Definition
The weight of an aircraft as delivered from the manufacturer, including the airframe, engines, all permanently installed equipment, unusable fuel, and full operating fluids (such as engine oil and hydraulic fluid). It does not include optional equipment added by the owner, usable fuel, passengers, or baggage.
Plain English
The factory weight of the airplane with everything that came on it from the manufacturer, plus the fluids needed to run it, but with no usable fuel and nothing loaded into it.
Context Anchor
Seen in weight-and-balance discussions when separating the airplane’s built-in weight from the load the pilot adds for a flight.
Derivation
Standard' here means 'as built to the manufacturer's standard configuration.' 'Empty' means without the variable load (fuel, people, baggage). Together, the phrase points to the baseline weight of a stock airplane before anything is added or loaded.
Why Pilots Care
This baseline weight is required to accurately determine takeoff weight, center of gravity, and performance limits for every flight.
Intuition Check
“Empty” does not mean the airplane contains nothing.
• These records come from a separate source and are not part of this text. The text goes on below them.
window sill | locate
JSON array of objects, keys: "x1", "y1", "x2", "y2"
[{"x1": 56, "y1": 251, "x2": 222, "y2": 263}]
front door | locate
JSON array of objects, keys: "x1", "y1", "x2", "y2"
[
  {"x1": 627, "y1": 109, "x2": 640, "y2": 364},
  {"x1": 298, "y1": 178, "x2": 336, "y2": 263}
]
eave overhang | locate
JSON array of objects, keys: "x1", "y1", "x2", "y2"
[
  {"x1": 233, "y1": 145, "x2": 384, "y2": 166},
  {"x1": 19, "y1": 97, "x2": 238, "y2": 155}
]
In this term, it means no people, baggage, or usable fuel, while certain installed items and required fluids are still counted.
Example Sentence 1
The standard empty weight listed in the manufacturer's specifications was the starting point for calculating the airplane's licensed empty weight after the new avionics were installed.
Example Sentence 2
Adding the weight of the new radios to the standard empty weight gave the basic empty weight for the airplane.